Sachin H. Jain: One of the most complicated topics in healthcare is how we price goods and services.

Sachin H. Jain, President and CEO of Scan Group and Health Plan, recently shared on LinkedIn:

“One of the most complicated topics in healthcare is how we price goods and services.

What should a new medicine or vaccine cost? What should a nurse practitioner be paid for his/her time? A doctor? How much should a hospital charge for a hospitalization?

These topics quickly go from the rational to irrational in any conversation. Telling someone that they personally (or the sector they represent) get paid too much or too little for something can get emotional fast—and often times emotion trumps data and reason.

And, yet, as a society, we have to get comfortable pricing healthcare goods and services and attempt to apply some defensible logic and reason. How does one properly price services that involve life and death?

I don’t claim to have an overarching answer—but I do have some thoughts on a few general principles and would love the input of others.

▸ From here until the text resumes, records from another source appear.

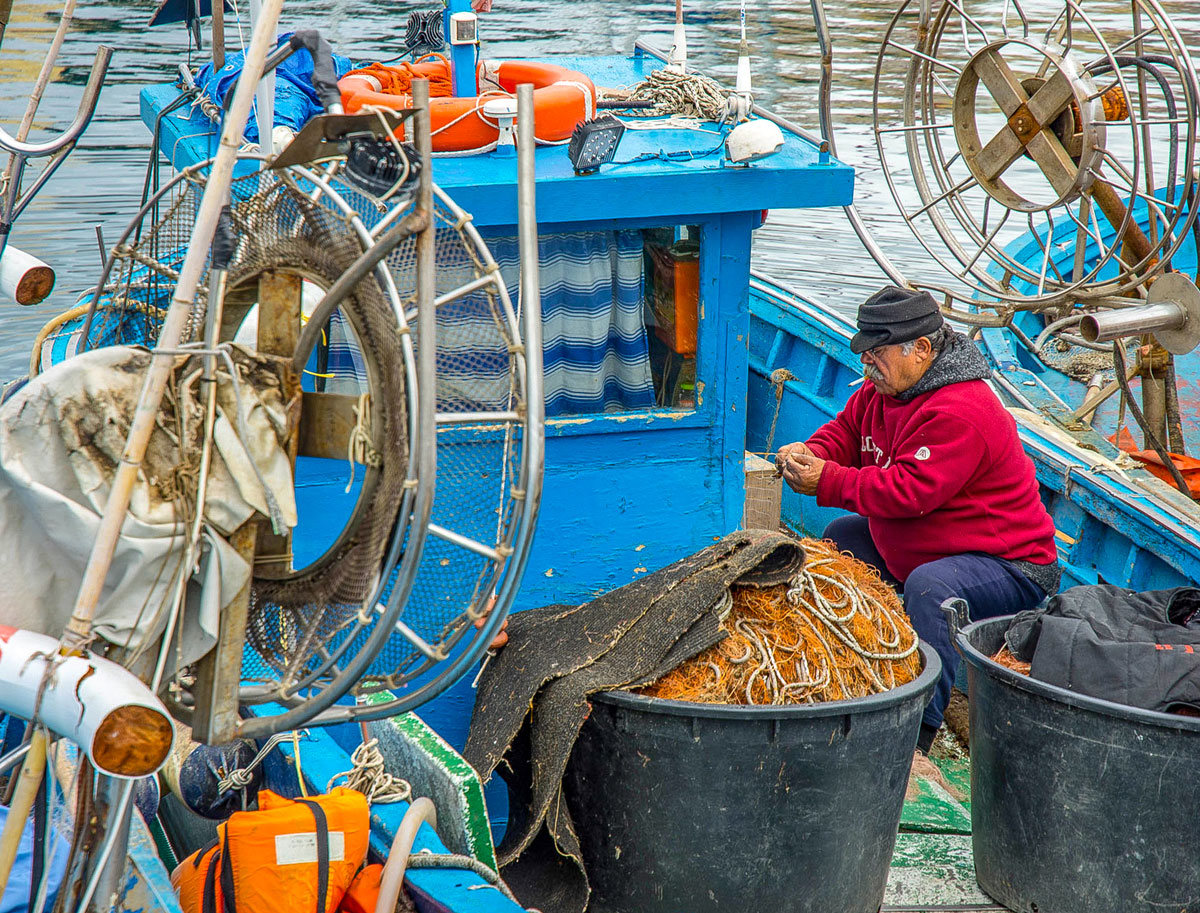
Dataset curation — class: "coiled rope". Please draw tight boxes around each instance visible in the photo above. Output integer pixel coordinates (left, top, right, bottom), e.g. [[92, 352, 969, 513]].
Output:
[[325, 739, 413, 805], [643, 540, 920, 704]]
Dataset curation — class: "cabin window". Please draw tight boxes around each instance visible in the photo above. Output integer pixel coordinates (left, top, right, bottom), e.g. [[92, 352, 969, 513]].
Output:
[[487, 227, 700, 418]]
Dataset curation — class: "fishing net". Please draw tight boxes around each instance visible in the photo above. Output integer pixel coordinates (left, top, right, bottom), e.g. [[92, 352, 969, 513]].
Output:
[[82, 161, 409, 683], [642, 539, 920, 704]]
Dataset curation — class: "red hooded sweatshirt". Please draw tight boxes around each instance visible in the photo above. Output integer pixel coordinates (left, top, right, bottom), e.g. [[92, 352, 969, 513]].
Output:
[[808, 343, 1057, 582]]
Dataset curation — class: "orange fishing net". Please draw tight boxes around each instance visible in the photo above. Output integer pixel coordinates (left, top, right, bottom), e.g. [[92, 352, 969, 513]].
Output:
[[347, 54, 454, 98], [991, 643, 1032, 675], [642, 539, 920, 704]]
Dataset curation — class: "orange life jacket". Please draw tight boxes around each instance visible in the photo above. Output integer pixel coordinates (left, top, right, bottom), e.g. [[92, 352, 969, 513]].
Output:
[[170, 786, 371, 913]]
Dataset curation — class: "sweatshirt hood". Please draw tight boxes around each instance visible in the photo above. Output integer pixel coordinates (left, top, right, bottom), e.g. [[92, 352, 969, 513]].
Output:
[[895, 330, 991, 403]]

1) we should give more relative value to interventions that prevent complications and progression of disease than we do to managing those complications. An ounce of prevention should be worth a pound of cure.

2) we should give more value to the true creator of value or the deliverer of the service than the administrative apparatus that surrounds it. That means that the scientists who develop the insights that lead to a new drug should be rewarded more than the people who commercialize it. This is an oversimplification—as drug development is complex and multifaceted—but is the starting point of a conversation.

Front-line, patient-facing work should be valued more highly or at least as highly as non-patient facing administrative work.

3) when technology disrupts a process or simplifies it or makes it less costly, we should make relative adjustments in the pricing of those services—not hold them fixed. I have seen arguments for example that hospital at home services should be paid at the same price as hospital in hospital services even though there are fewer costs and inputs associated with it. I think things that cost less to deliver should be priced lower than things that cost more to deliver.

What do you think of these principles? Are there other approaches you might apply?”